Washington’s metro system is basically falling apart.  It’s falling apart because it doesn’t have the resources to make basic repairs and it doesn’t have money to make those repairs because it is a government run entity that is poorly run, poorly maintained and poorly managed.

Similarly, Amtrak has been a money-losing operation almost from the get-go.  Once again, it is a government run agency.  It too doesn’t have enough resources to run a top-notch program.  Because it is run by the government, it succumbs to political pressure to run routes that are destined to lose money.

Is there a better way to run a railroad?

Well, if you look at the freight rail system, you find a better way.

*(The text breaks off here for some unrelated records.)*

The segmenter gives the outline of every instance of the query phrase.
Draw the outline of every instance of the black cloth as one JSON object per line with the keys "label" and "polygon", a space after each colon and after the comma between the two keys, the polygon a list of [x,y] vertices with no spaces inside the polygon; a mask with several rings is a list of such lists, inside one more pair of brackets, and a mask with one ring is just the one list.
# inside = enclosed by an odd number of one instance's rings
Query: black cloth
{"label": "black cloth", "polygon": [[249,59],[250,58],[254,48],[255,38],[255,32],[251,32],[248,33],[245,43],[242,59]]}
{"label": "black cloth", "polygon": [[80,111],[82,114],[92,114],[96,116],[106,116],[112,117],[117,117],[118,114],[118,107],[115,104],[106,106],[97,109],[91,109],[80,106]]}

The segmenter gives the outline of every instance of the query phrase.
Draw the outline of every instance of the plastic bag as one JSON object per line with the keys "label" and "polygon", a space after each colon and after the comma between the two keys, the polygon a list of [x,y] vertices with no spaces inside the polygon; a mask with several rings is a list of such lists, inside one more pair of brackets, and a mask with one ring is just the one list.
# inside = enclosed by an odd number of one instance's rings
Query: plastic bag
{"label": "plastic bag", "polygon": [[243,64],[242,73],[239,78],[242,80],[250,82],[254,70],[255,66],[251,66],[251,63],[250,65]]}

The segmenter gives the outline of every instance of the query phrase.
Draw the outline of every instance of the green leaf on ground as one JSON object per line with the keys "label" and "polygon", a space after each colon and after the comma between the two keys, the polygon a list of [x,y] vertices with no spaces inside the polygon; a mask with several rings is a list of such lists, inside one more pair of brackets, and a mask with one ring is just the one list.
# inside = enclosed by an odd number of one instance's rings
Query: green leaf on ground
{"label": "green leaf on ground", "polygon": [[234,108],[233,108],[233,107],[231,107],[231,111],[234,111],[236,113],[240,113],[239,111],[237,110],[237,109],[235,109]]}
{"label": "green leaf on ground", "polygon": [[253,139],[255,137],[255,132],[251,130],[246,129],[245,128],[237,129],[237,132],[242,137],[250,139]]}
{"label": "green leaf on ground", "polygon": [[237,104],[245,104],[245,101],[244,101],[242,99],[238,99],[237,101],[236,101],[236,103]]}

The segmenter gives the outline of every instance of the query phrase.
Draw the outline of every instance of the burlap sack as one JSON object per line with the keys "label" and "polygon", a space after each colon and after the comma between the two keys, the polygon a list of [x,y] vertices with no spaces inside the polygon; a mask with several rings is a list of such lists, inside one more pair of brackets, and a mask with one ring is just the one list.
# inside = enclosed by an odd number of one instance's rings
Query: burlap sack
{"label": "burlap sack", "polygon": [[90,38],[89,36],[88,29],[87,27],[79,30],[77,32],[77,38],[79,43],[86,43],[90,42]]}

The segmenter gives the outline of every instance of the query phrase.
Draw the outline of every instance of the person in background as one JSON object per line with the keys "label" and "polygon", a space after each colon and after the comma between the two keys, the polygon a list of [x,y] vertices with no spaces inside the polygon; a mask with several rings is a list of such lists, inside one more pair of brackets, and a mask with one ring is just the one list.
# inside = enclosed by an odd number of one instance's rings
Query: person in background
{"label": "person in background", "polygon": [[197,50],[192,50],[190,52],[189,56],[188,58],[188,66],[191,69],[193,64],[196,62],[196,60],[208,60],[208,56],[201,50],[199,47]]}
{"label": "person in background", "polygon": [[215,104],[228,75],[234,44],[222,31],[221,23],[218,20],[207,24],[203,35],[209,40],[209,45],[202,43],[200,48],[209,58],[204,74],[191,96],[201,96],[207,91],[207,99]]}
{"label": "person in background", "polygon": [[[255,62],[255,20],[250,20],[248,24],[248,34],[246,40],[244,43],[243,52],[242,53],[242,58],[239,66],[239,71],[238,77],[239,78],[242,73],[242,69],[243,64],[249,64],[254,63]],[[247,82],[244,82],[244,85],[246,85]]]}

The American Association of Railroads just put out an economic impact study that showed how private sector innovation has helped to spur an explosion of growth in the industry.  “The Association of American Railroads (AAR) released today its second "State of the Industry Report" of 2016, featuring new research from Towson University's Regional Economic Studies Institute (RESI) that finds spending by the seven largest U.S. railroads created nearly $274 billion in economic activity, generated nearly $33 billion in state and federal tax revenues and supported nearly 1.5 million jobs nationally in 2014 alone.”

The freight rail industry went through deregulation during the Carter Administration and the result has been steady growth and substantial innovation.

Why couldn’t we deregulate and privatize the consumer rail industry?

Why couldn’t we have more competition between rail, bus, street cars and private taxis to get people where they want to go?

Let’s look at Uber for an example.

Ever since they have come on the scene, the benefit to consumers has been substantial.  They have revolutionized the entire industry, made the taxi cab industry much more responsive to consumers and provided unbelievable innovation to a service that seemed impervious to change.

Unfortunately, some in Congress and in the Administration now seems to want to re-regulate much of the industry. That would be a big mistake.

What best serves consumers is more competition, private sector investment and innovation, and good old-fashioned hard-nosed business sense.

The market place has worked with Uber and the Freight Rail industry.  It needs to be given a chance to work for America’s consumer-rail customers.